Muzyczne pożegnanie lata...

Muzyczne pożegnanie lata...

Opublikowane: 07.09.2015 / Sekcja: Express codzienny  Miasto 

W niedzielę w Gliwicach pożegnaliśmy lato i mimo niesprzyjającej pogody publiczność dopisała i tłumnie przyszła posłuchać Gliwickiej Orkiestry Kameralnej.

(muzyka)

Waldemar Staniczek, szef orkiestry, prezes Fundacji Gliwickiej Orkiestry Kameralnej

- Szalenie się cieszę, bo warunki mamy po raz pierwszy dosyć chłodne i dość mokre do naszego koncertu, a mimo to publiczność, jak widać, przychodzi. Mało tego: co chwilę dzwonią, pytają czy na pewno mają przyjść – my oczywiście zachęcamy. Nie poddajemy się, absolutnie. Zresztą festiwale wielkie, europejskie, światowe, które się odbywają w plenerze no po prostu mają to do siebie, że takie ryzyko jest wpisane w tą działalność i odbywają się (pod parasolami, pod sztormiakami, ale muzyka sama się, mam nadzieję, broni)

Maria

-  Tak bardzo nie pada. Gdyby była tak ulewa to chyba bym nie przyszła, ale można znieść taki deszczyk.

- Pogoda nie odstraszyła?

- No nie, no jesteśmy.

Piotr

- Trochę się ukulturalnić i no…pogoda no jest jaka jest, ale opłaca się na pewno.

- co trzeba zabrać na taki plenerowy koncert w taką pogodę?

Anna

- Trzeba zabrać ściereczkę, żeby przygotować tę ławeczkę. Trzeba przygotować ciepłe ubranie i dobry nastrój.

Marek

- Skusiła nas propozycja. Prezydent zapraszał to przyszliśmy.

- Czego państwo się spodziewają? Czy byli już państwo kiedyś na Pożegnaniu Lata?

- Pierwszy raz jesteśmy, ale repertuar bardzo kuszący, więc wybraliśmy się, a raczej wybrałem się z dziećmi.

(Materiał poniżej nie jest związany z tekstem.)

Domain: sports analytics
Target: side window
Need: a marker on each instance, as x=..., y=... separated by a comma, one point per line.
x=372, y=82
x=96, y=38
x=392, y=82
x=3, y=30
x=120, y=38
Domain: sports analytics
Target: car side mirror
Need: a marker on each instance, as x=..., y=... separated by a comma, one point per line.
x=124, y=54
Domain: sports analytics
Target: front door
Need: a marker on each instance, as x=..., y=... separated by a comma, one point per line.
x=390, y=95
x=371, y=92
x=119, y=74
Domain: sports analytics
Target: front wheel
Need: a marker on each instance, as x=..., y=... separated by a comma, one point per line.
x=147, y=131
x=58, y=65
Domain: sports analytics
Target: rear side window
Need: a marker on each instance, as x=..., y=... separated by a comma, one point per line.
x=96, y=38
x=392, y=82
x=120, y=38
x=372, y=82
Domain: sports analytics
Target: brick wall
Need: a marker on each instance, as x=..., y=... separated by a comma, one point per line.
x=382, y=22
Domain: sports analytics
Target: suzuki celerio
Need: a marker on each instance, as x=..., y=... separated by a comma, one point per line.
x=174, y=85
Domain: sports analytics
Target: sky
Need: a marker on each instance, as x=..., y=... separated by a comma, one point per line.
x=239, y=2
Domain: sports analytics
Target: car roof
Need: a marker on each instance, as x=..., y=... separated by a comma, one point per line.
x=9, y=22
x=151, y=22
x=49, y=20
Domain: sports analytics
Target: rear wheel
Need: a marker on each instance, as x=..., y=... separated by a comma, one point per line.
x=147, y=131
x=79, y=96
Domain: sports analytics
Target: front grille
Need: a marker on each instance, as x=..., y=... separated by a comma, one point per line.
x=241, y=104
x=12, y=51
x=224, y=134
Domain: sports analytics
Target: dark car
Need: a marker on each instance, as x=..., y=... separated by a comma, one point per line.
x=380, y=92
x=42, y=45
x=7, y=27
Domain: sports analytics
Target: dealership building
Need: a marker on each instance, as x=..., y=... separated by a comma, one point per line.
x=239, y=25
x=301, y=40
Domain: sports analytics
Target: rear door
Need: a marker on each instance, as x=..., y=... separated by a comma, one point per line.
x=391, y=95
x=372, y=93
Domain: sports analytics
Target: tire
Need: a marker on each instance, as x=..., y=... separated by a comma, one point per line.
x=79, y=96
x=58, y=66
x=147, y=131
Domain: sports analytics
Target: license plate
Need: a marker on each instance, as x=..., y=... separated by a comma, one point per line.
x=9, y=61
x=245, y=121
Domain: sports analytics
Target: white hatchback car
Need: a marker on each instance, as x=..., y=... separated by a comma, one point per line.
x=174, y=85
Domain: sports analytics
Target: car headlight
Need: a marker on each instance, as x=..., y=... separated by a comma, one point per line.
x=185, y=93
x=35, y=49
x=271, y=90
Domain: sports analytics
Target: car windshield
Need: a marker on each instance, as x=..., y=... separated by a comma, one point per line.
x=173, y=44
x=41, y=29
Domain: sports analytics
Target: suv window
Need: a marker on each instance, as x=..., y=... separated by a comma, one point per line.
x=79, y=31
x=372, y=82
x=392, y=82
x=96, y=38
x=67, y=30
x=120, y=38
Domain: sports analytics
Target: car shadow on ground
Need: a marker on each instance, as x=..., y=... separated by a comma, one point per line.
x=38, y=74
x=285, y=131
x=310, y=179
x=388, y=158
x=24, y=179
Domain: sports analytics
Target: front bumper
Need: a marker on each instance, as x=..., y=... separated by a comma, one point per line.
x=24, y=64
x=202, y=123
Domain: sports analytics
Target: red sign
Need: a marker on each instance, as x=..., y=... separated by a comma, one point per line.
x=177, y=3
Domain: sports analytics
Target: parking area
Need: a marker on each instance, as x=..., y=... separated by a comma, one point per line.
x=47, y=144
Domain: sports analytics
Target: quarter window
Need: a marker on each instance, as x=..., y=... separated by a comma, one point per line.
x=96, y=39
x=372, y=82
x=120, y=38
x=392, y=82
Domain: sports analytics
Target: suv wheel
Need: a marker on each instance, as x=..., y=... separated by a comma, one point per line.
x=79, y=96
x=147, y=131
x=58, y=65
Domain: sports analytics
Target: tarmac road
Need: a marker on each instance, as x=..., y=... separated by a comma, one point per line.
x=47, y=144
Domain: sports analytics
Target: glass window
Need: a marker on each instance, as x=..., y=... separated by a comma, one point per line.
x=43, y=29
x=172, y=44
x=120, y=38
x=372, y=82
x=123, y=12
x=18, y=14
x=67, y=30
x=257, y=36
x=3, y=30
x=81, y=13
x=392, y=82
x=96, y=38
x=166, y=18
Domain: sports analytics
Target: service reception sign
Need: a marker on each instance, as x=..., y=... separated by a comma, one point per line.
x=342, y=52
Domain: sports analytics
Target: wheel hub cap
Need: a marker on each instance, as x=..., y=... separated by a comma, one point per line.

Waldemar Staniczek, szef orkiestry, prezes Fundacji Gliwickiej Orkiestry Kameralnej

- Muzyka wielkiego ekranu na Pożegnanie Lata, czyli nasz cykl, mały jubileusz w wielkim, albo większym, bo pięciolecie tego cyklu (Na Pożegnanie Lata) i piętnastolecie działalności Gliwickiej Orkiestry Kameralnej. No i dalej kontynuujemy naszą misję, a dzisiaj Orkiestra Kameralna, jak zwykle od 4 lat, w składzie symfonicznym także duż orkiestra.

(muzyka)

Piotr

- Na pewno bardzo lubię skrzypce. Rzeczywiście opłaca się przyjść posłuchać.

Marek

- Głównie właśnie te oscarowe to taki wabik.

Maria

-   To „Love story” i kupę innych…teraz tak sobie…ale piękne są melodie filmowe.

(muzyka)

Asia

- My przyjechaliśmy dlatego, że rodzicie mówili, że w tamtym roku było super, więc stwierdziliśmy, że warto zobaczyć.

Anna

- Co roku chodzę na koncerty. Zawsze jestem zadowolona, więc wiem, że będzie ciekawie dlatego, że program jest ciekawy: muzyka z dobrych filmów, to są świetne kompozycje.

Maria

-  Coś pięknego. W zeszłym roku pięknie, pięknie grali. Wykonawcy, pamiętam, z operetki chyba byli dwaj. Duet był i osobno ..coś pięknego. Bardzo mi się podobało!

Waldemar Staniczek, szef orkiestry, prezes Fundacji Gliwickiej Orkiestry Kameralnej

- Tu się zawsze grało świetnie. My byśmy nie wytrzymali 15 lat tej działalności, gdybyśmy nie wiedzieli, że tu jest wspaniała publiczność. O to się martwiliśmy w pierwszym roku…może w drugim…nie nawet nie – w pierwszym. Ale po pierwszych koncertach, zawsze na których jest mnóstwo ludzi, na których zawsze brakuje miejsc i biletów ja się po prostu o to nigdy nie martwię.

(muzyka)

Gliwicka Orkiestra Kameralna zagrała w Parku Chopina największe przeboje muzyki filmowej. Tak muzycznie pożegnaliśmy lato w Gliwicach.